How does Timsort execute data in descending order?

From:

http://svn.python.org/projects/python/trunk/Objects/listsort.txt

and

http://en.wikipedia.org/wiki/Timsort

I see that Timsort has some optimizations for a0 > a1 > a2 > ... , but what about the following array:

10000,10000,9999,9999,9998,9998,....,9,9,8,8,7,7,6,6,5,5,4,4,3,3,2,2,1,1,0,0

What is the time efficiency for such an array?

(integers were used to simplify the example, stable sorting is required) I made some measurements and, it seems, such arrays are not “good” cases for Timsort.

in fact, TimSort in the JDK http://cr.openjdk.java.net/~martin/webrevs/openjdk7/timsort/raw_files/new/src/share/classes/java/util/TimSort.java has a method of "countRunAndMakeAscending"

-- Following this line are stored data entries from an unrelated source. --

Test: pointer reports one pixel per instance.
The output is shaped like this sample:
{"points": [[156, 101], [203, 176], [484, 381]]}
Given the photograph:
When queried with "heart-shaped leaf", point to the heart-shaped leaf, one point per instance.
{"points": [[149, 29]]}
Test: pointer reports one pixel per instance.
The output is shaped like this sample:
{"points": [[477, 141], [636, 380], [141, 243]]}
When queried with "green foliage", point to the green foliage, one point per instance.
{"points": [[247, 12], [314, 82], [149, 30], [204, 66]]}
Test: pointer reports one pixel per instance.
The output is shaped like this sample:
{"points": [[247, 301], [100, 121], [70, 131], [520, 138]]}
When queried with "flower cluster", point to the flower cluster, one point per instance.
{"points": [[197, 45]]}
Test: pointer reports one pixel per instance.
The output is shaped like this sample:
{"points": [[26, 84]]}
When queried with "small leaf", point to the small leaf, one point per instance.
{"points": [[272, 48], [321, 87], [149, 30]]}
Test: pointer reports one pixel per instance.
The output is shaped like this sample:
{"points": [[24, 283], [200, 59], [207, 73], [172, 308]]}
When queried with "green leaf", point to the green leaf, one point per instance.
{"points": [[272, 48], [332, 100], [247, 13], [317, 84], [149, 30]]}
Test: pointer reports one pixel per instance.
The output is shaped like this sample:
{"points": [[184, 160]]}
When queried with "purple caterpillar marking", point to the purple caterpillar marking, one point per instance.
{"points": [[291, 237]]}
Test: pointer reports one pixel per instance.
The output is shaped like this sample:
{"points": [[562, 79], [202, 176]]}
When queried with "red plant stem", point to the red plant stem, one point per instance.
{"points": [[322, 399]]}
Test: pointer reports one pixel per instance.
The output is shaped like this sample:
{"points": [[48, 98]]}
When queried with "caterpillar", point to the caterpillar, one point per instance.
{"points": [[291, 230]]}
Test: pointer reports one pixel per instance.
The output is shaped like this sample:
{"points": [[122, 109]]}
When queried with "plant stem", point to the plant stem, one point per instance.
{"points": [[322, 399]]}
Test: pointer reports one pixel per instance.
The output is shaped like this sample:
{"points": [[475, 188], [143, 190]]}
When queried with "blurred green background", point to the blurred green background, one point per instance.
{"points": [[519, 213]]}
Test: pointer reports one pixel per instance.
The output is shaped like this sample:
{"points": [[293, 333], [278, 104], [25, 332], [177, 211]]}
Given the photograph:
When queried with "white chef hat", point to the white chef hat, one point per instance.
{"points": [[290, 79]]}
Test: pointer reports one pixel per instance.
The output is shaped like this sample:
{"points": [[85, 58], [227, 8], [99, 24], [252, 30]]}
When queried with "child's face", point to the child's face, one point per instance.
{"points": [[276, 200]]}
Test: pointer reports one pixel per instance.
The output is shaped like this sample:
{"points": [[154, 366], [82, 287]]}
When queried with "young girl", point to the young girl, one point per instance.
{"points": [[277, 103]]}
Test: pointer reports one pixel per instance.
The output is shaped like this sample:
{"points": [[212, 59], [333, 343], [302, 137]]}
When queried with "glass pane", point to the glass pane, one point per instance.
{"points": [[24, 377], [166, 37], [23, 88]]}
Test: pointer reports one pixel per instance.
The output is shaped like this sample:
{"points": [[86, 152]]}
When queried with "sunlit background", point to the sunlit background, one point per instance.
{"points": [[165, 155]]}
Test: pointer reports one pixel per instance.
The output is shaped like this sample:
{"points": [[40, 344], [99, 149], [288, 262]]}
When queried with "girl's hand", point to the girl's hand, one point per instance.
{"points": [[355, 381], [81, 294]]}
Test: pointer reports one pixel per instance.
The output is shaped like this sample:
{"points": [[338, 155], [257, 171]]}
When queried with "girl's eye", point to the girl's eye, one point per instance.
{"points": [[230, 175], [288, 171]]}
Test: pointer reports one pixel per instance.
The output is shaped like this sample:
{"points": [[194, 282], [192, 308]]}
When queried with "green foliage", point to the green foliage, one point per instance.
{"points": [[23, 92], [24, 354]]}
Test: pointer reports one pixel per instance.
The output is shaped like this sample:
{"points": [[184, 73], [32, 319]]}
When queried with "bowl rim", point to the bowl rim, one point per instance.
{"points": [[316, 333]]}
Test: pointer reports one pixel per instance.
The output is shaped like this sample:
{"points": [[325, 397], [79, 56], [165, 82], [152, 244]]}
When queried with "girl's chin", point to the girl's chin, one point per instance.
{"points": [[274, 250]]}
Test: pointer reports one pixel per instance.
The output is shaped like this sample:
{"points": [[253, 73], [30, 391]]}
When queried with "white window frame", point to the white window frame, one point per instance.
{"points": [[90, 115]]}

 @SuppressWarnings("unchecked") private static int countRunAndMakeAscending(Object[] a, int lo, int hi) { assert lo < hi; int runHi = lo + 1; if (runHi == hi) return 1; // Find end of run, and reverse range if descending if (((Comparable) a[runHi++]).compareTo(a[lo]) < 0) { // Descending while(runHi < hi && ((Comparable) a[runHi]).compareTo(a[runHi - 1]) < 0) runHi++; reverseRange(a, lo, runHi); } else { // Ascending while (runHi < hi && ((Comparable) a[runHi]).compareTo(a[runHi - 1]) >= 0) runHi++; } return runHi - lo; } 

why not implement it differently:

 private static int countRunAndMakeAscending(Object[] a, int lo, int hi) { int runHi = lo; int lastEqual = lo; int ascending = 0; while (++runHi < hi) { int c = ((Comparable) a[runHi+1]).compareTo(a[runHi]); if (ascending == 0) { if (c != 0) { if (c > 0) { ascending = 1; } else { ascending = -1; reverseRange(a, lastEqual, runHi); lastEqual = runHi; } } } else if (ascending == 1) { if (c < 0) { return runHi - lo; } } else { if (c > 0) { reverseRange(a, lastEqual, runHi); reverseRange(a, lo, runHi); return runHi - lo; } else if (c < 0) { reverseRange(a, lastEqual, runHi); lastEqual = runHi; } } } if (ascending == -1) { reverseRange(a, lastEqual, runHi); reverseRange(a, lo, runHi); } return runHi - lo; } 

so that it will work fine with ascending order?

+7
sorting mergesort timsort
source share
1 answer

Yes.

Basically, he decided that “upward” really means “not to descend” without losing generality - if you have, for example, [5,5,4 3], he will simply break it at [5,5] (ascending) , and then [4.3] (descending) on ​​the next call.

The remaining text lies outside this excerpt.